Hey great idea, and thought the map was fantastic. Yep, I'm on it... But he's ^^^^^^^ right, the link doesn't work.


----------



## jaxgatorz (Apr 5, 2009)

Umm, if u check the date on his post, its like almost 2 years ago....... I;m not saying, just saying


----------



## tsywake (Jul 13, 2009)

What about setting up a map in Google Maps?


----------



## indyadmin1974 (Jul 16, 2009)

That would be cool if Google Maps will do that...I'd be willing to help with that.


----------



## jaxgatorz (Jul 17, 2009)

i digress...........


----------



## morkdach (Jul 17, 2009)

get with bmudd on this


----------



## barneypoo69 (Jan 5, 2010)

Where's the map ? I know I'm a rookie.......but can I get on it Jeff ?


----------



## bbally (Jan 5, 2010)

And from the depths of the July posts rises the Map


----------



## chefmike (Jan 5, 2010)

a little zombie thread... I followed it because it was on the news on the first page. 

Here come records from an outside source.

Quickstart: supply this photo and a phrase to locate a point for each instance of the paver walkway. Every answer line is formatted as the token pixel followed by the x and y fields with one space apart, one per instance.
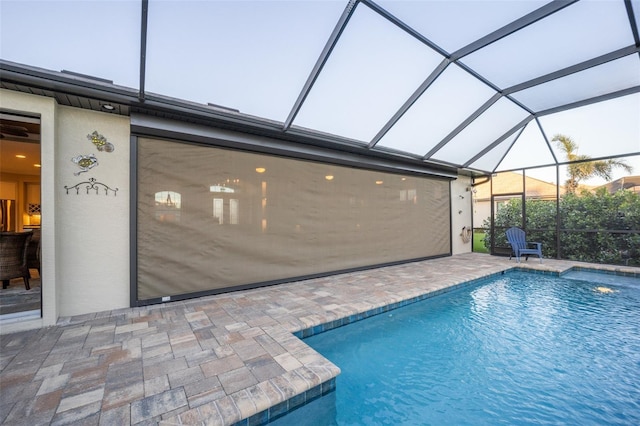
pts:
pixel 223 359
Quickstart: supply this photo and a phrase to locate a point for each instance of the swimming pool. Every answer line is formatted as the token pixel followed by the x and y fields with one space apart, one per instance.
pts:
pixel 520 349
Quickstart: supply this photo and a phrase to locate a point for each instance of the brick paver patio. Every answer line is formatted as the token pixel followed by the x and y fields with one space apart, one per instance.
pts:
pixel 216 360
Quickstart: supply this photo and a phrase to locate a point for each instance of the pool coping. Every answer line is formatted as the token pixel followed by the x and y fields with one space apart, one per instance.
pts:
pixel 229 359
pixel 321 328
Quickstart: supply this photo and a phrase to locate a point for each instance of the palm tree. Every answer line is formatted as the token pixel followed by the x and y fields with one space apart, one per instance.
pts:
pixel 579 169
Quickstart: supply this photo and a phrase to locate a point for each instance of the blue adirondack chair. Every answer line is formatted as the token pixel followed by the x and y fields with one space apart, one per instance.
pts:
pixel 520 246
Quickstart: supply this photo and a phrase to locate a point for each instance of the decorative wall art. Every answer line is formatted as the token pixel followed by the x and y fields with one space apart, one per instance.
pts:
pixel 100 142
pixel 85 163
pixel 92 185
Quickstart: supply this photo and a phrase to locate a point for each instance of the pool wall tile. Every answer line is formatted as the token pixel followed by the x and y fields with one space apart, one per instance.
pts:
pixel 285 407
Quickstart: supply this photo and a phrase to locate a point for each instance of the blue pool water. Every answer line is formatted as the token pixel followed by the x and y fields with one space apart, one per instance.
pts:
pixel 521 349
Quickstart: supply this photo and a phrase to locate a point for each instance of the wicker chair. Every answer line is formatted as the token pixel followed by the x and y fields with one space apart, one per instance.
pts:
pixel 13 257
pixel 33 251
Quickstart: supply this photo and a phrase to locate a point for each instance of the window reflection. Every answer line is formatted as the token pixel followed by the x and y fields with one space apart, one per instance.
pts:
pixel 168 205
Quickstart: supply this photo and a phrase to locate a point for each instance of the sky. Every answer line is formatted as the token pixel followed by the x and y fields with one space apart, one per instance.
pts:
pixel 255 56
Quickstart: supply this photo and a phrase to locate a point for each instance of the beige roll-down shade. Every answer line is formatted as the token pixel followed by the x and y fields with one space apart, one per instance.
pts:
pixel 211 218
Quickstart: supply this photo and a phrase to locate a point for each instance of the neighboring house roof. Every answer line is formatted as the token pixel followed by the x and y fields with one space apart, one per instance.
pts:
pixel 631 183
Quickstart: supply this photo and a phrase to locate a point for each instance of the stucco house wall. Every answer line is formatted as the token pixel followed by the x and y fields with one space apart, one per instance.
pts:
pixel 85 237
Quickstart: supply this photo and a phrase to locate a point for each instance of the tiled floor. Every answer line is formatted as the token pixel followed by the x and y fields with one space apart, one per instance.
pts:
pixel 215 360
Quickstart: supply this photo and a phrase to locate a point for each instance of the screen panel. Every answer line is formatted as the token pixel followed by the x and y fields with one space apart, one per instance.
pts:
pixel 211 219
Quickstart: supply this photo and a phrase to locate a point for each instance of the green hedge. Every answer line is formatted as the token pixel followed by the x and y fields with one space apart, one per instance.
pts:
pixel 586 222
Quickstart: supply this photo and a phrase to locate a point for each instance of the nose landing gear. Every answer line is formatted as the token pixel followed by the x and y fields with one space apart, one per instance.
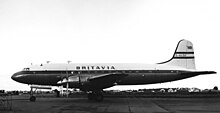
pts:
pixel 97 96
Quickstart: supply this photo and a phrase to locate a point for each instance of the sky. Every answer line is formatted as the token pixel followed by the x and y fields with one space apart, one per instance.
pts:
pixel 108 31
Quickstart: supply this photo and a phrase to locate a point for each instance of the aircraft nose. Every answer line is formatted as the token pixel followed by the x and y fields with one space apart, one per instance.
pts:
pixel 17 76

now I will never know where I live!


----------



## mgwerks (Jan 5, 2010)

I think that it would be great to get this little gem up and running, and to drive participation rates up.  It wouold be cool to see where folks are from, as we go on long road trips regularly and maybe we could meet up for mini-GTGs and score some good food.

Jeff/Brian?


----------



## larry maddock (Jan 5, 2010)

the dots dont tell who is who like frapper


----------



## polishmeat (Jan 5, 2010)

http://www.resolvermaps.com

This is pretty sweet as well - check it out


----------



## harper072554 (Jan 10, 2010)

For some reason I could not get the link to work for me...


----------



## Bearcarver (Jan 10, 2010)

This would be really neat if there was a map we could all put a pushpin in.
However, please don't look toward me for help in setting it up. You could tattoo everything I know about computers on a chicken's upper lip.


Bearcarver


----------



## herkysprings (Jan 11, 2010)

Need this but for BBQ:

http://pooptheworld.com/

Now if somebody could code an iPhone app to monitor BBQ temps (via a relay that could listen in on the RF thermometer units that most of us use...), they'd be one rich individual!


----------